Repêché en troisième ronde par le Tricolore à l’été 2018, Hillis n’était devenu qu’un produit parmi tant d’autres dans une cuvée qui avait ajouté 11 espoirs à l’organisation montréalaise qui ne dispose pas d’une grande latitude de contrats à accorder. Il se retrouvait avant tout en compétition avec Allan McShane, Cole Fonstad et Samuel Houde parce que la LNH fixe une date limite, le 1er juin deux ans après le repêchage, pour s’entendre avec les patineurs en provenance du hockey junior canadien.

Résultat, il a entamé l’année avec une mince récolte d’un but et deux aides en sept matchs.

« Il s’imposait beaucoup de pression dans les trois premières semaines environ.

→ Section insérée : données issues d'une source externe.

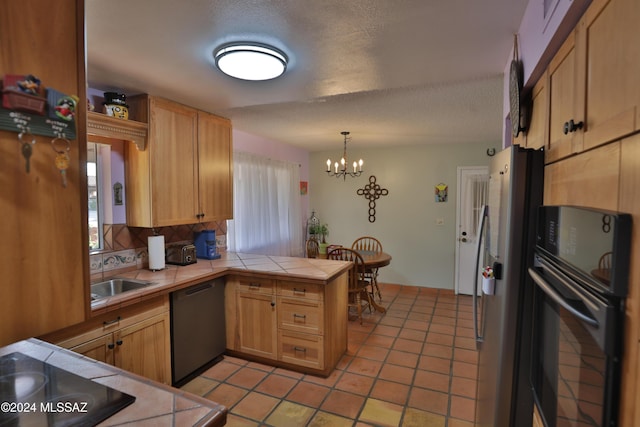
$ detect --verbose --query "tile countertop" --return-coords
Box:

On a eu de bonnes discussions et je lui ai rappelé que c’était important qu’il s’amuse à l’extérieur du hockey pour se changer les idées. Il a fait de petits changements à sa routine pour alléger son esprit, je sais qu’il est notamment un lecteur avide. Ce n’est pas nécessaire de décortiquer sans cesse chaque séquence d’un match », a expliqué son entraîneur, George Burnett, au RDS.ca.

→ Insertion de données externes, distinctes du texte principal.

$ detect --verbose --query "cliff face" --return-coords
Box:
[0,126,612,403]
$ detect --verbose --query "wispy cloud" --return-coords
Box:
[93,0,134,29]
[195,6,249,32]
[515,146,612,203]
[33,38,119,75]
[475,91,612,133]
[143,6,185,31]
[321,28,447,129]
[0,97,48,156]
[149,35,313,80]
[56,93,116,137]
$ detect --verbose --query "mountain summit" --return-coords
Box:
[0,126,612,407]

« C’est aussi une évidence qu’il a réalisé que c’était sa dernière chance d’obtenir un contrat avec le CH. C’est clair qu’il veut jouer dans la LNH », a ajouté l’entraîneur du Storm de Guelph.

« C’est vrai, j’ai de grandes attentes envers moi et j’avais tendance à trop m’en faire mentalement. Le hockey est ma vie, mais je dois aussi m’amuser ailleurs et le lancement de ma Fondation (Hillis Found8tion) est relié à ça. Je peux oublier un peu ce qui se passe sur la glace et redonner aux jeunes. Ça me procure du plaisir », a témoigné Hillis à propos d’un sujet sur lequel nous reviendrons.

Le centre droitier a explosé grâce à cette approche modifiée. En 62 parties, il a amassé 24 buts et 59 aides pour 83 points. Rien à voir avec sa saison précédente de 22 points en 33 matchs alors qu’il a été blessé aux côtes, à un genou et deux fois à la même clavicule – ce qui a nécessité une opération pour insérer une plaque et cinq vis. Les doutes à son endroit étaient légitimes après un tel scénario, mais il ne fallait pas sous-estimer sa conviction.

« J’ai continué de croire en mes moyens, je voulais vraiment revenir en force, ça m’a fait du bien de me prouver que je pouvais le faire », a admis Hillis que l’on peut très bien comprendre.

Avec l’ascension de Nick Suzuki et Isaac Ratcliffe au hockey professionnel, Hillis détenait moins de ressources autour de lui. Ça ne l’a pas empêché de dicter le ton.

« Dans une année dans laquelle notre équipe devait être écartée des séries après notre championnat, Cam a été notre meneur pas uniquement comme notre capitaine, mais aussi comme notre joueur le plus constant. C’est dommage pour lui, on aurait aimé qu’il puisse se reprendre pour les séries cette année, mais il a été le meneur du club », a cerné Burnett.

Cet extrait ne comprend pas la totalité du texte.